Monday, Jul. 07, 1986

A Letter From the Publisher

By Richard B. Thomas

Crucial to any wedding is the photographer who commemorates the moment, but the poor person's own face rarely shows up in a newlywed's album. When TIME . decided to do a story on the resurgence of the traditional formal wedding, Photographer Neil Leifer came up with a way to redress that injustice.

Leifer has shot 27 covers for TIME on subjects ranging from prison life to America's love for cats. Most recently he photographed the heroic proportions of the U.S. aircraft carrier Carl Vinson by suspending a remote camera from the bow of the ship. Formal weddings are tame by those standards. The subject reminded Leifer of a Norman Rockwell illustration, so he took his camera somewhere it seldom goes -- to a portrait studio. He explained, "Roupen Agopian of the Bachrach studio let me photograph him photographing a young couple. I marveled that he took only 45 minutes to complete the session. I had planned to shoot him for two hours."
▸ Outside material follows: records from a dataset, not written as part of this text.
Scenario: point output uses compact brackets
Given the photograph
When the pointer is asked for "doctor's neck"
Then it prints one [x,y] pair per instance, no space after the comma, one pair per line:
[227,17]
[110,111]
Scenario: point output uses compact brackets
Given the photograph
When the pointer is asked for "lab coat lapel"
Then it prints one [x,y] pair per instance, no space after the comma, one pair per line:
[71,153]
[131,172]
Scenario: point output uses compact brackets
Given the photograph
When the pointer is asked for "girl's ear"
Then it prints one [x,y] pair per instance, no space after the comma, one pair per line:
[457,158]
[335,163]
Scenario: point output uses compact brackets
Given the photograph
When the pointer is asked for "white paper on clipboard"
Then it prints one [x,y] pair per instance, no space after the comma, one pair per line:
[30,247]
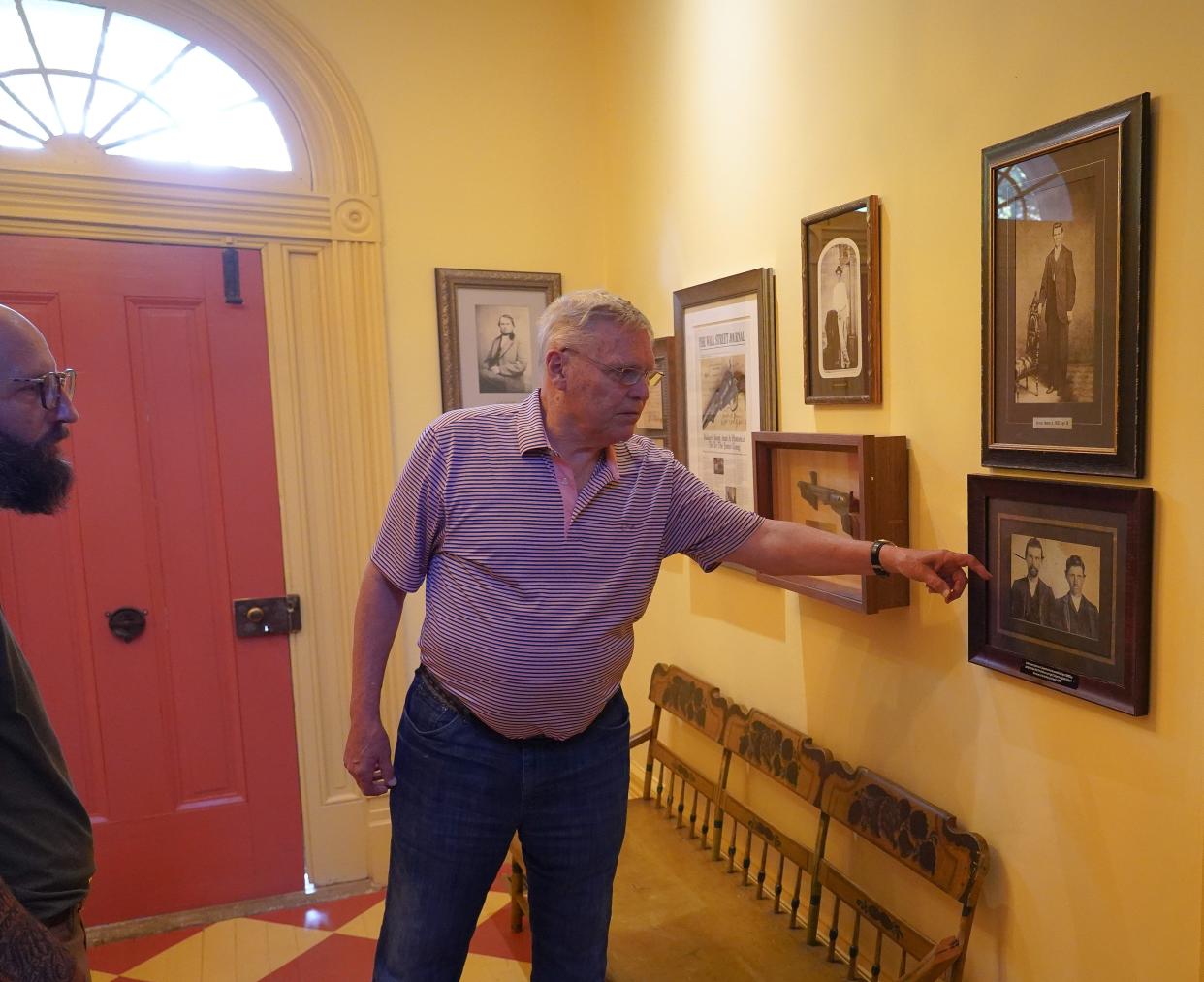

Midwest Reporter Michele Donley, who covered the story in Chicago, found today's nuptials a bit more starchy than her own 1983 ceremony, which featured a rock-'n'-roll band composed of editors and reporters from a local newspaper. "I'm delighted to learn that brides and bridegrooms rather than their mothers are deciding what their weddings will be like. How else could it be their day?" she said. "The return to tradition beats the days of getting married in swimming pools, but I fear some of this emphasis will turn the wedding into a lock-step series of events that don't reflect the couple's style. Those I interviewed sounded eager to have all the planning over with."

Reporter-Researcher Elizabeth Bland, who worked on the story in New York City with Contributor Jay Cocks, found herself recalling one of the more memorable weddings she attended as a guest. "It was at a public park on the banks of the Mississippi in Memphis. The couple hadn't asked the city for permission, so the bride's little brothers got there early to make sure the area was clean." Bland says: "The large-scale weddings popular now are stylish, but they shouldn't have to be costly to be meaningful. They place too great an emphasis on money."

But that's the tradition of weddings: the need for something old, something new -- and something borrowed from the bank.